A total of 30 metastatic vertebrae, including lytic ( = 12), blastic ( = 10), and mixed ( = 8) metastases, and 20 control vertebrae with no visible lesions on computed tomography were scanned using micro computed tomography (voxel size = 39 mm). The images were segmented and analysed to evaluate the microstructural properties in the entire vertebral body, in the lesion, and in the bone surrounding the lesion.

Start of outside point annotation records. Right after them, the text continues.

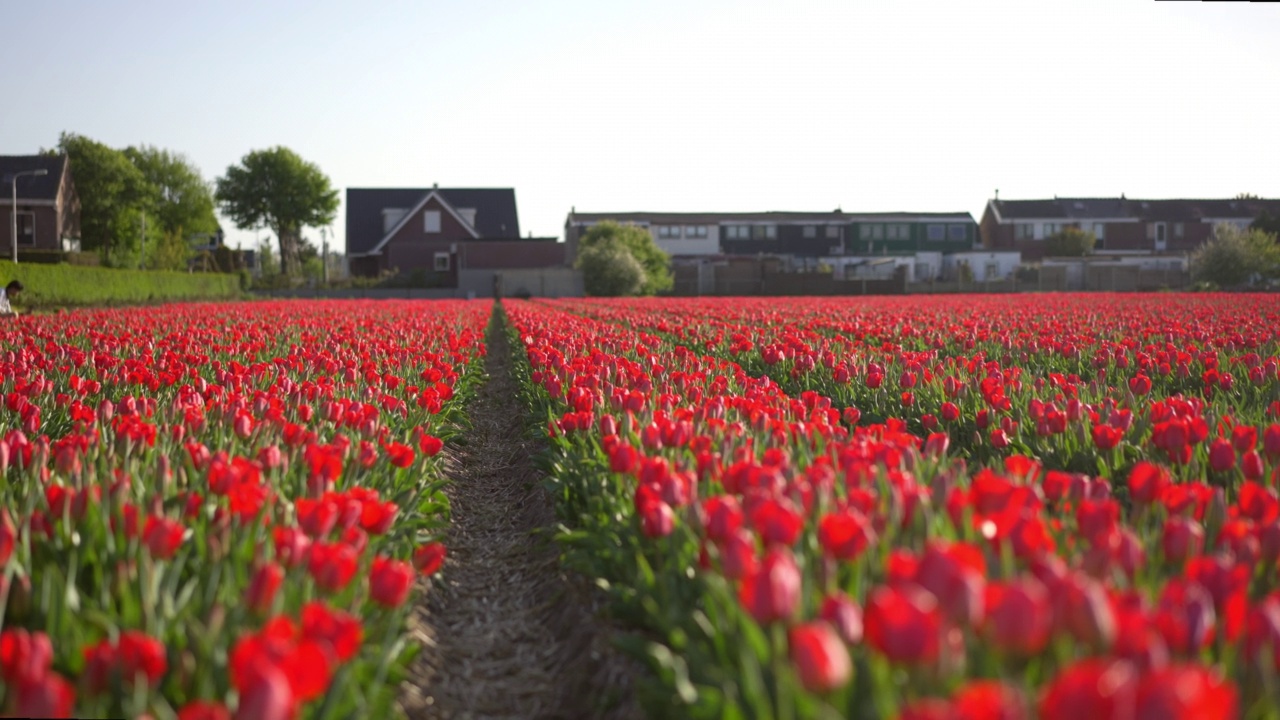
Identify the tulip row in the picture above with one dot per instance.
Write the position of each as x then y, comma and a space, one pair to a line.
785, 556
220, 510
1087, 383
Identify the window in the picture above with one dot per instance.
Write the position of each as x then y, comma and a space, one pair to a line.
26, 228
432, 220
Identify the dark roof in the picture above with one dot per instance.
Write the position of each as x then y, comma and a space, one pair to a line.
496, 210
1118, 208
44, 187
713, 218
511, 254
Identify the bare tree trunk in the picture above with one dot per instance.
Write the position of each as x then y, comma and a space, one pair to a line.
288, 251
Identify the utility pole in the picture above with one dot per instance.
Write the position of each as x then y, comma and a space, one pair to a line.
13, 209
324, 255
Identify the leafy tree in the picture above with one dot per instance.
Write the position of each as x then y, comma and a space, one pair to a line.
1232, 256
609, 269
181, 200
275, 188
113, 195
1070, 242
640, 245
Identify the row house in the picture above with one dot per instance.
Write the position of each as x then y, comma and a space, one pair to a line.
798, 235
1120, 224
440, 232
48, 205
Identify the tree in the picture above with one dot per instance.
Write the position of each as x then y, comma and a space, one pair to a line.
609, 269
1232, 256
275, 188
1267, 223
640, 245
113, 195
1070, 242
181, 201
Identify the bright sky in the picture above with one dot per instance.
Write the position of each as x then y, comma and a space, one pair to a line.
672, 105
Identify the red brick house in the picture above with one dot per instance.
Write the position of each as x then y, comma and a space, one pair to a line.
48, 205
1121, 226
430, 232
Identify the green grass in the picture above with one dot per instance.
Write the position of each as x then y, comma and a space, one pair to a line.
58, 286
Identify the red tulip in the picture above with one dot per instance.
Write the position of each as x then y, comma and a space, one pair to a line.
263, 587
1093, 688
389, 580
773, 592
131, 657
819, 656
904, 623
1221, 455
844, 615
845, 534
1019, 616
163, 537
24, 656
48, 696
429, 557
332, 565
1187, 692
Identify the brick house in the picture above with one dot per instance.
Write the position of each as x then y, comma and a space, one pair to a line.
48, 205
1123, 226
437, 232
799, 235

The microstructural properties evaluated on the entire vertebral bodies showed remarkable differences between metastatic and control vertebral bodies (p < 0.034) in terms of bone volume fraction, trabecular thickness, degree of anisotropy, connectivity density, and trabecular pattern factor. On the other hand, when the tissue surrounding the lesion was considered, no differences were found between metastatic and control vertebral bodies, except for differences in the degree of anisotropy (p = 0.008). All microstructural parameters measured in the regions including the lytic or the blastic metastases significantly differed (p < 0.001) from those in the tissues surrounding the lesions. The lytic lesions minimally affected the regions closest to the metastases, with significant differences only in the connectivity density. On the other hand, blastic metastases also affected the trabecular separation, the bone surface density, and the connectivity density in the closest tissue surrounding the lesion.
Most of the microstructural features of the trabecular bone in metastatic vertebrae were locally affected by lytic and blastic metastases, whereas the surrounding tissue showed a microstructure similar to that of adjacent vertebrae without visible lesions.
脊柱骨转移破坏了骨稳态,导致骨形成和/或吸收出现局部失衡,进而使椎体结构优化丧失,骨折风险增加。关于转移组织的微观结构、病变周围组织的微观结构,以及与生物医学图像上未观察到病变的椎体相比情况如何,目前所知甚少。通过微计算机断层扫描可以全面评估整个椎体的微观结构特性。在本研究中,我们评估了椎体受转移瘤影响的程度、转移瘤的特性,以及病变周围组织是否具有与健康组织相似的微观结构特征。
使用微计算机断层扫描(体素大小 = 39 毫米)对总共 30 个转移椎体进行扫描,包括溶骨性(= 12 个)、成骨性(= 10 个)和混合性(= 8 个)转移瘤,以及 20 个在计算机断层扫描上无可见病变的对照椎体。对图像进行分割和分析,以评估整个椎体、病变部位以及病变周围骨组织的微观结构特性。
在整个椎体上评估的微观结构特性显示,转移椎体和对照椎体在骨体积分数、小梁厚度、各向异性程度、连通性密度和小梁模式因子方面存在显著差异(p < 0.034)。另一方面,当考虑病变周围组织时,转移椎体和对照椎体之间没有发现差异,除了各向异性程度存在差异(p = 0.008)。在包括溶骨性或成骨性转移瘤的区域中测量的所有微观结构参数与病变周围组织中的参数均有显著差异(p < 0.001)。溶骨性病变对最靠近转移瘤的区域影响最小,仅在连通性密度方面存在显著差异。另一方面,成骨性转移瘤还影响了病变周围最接近组织的小梁间距、骨表面密度和连通性密度。
转移椎体小梁骨的大多数微观结构特征在局部受到溶骨性和成骨性转移瘤的影响,而周围组织显示出与相邻无可见病变椎体相似的微观结构。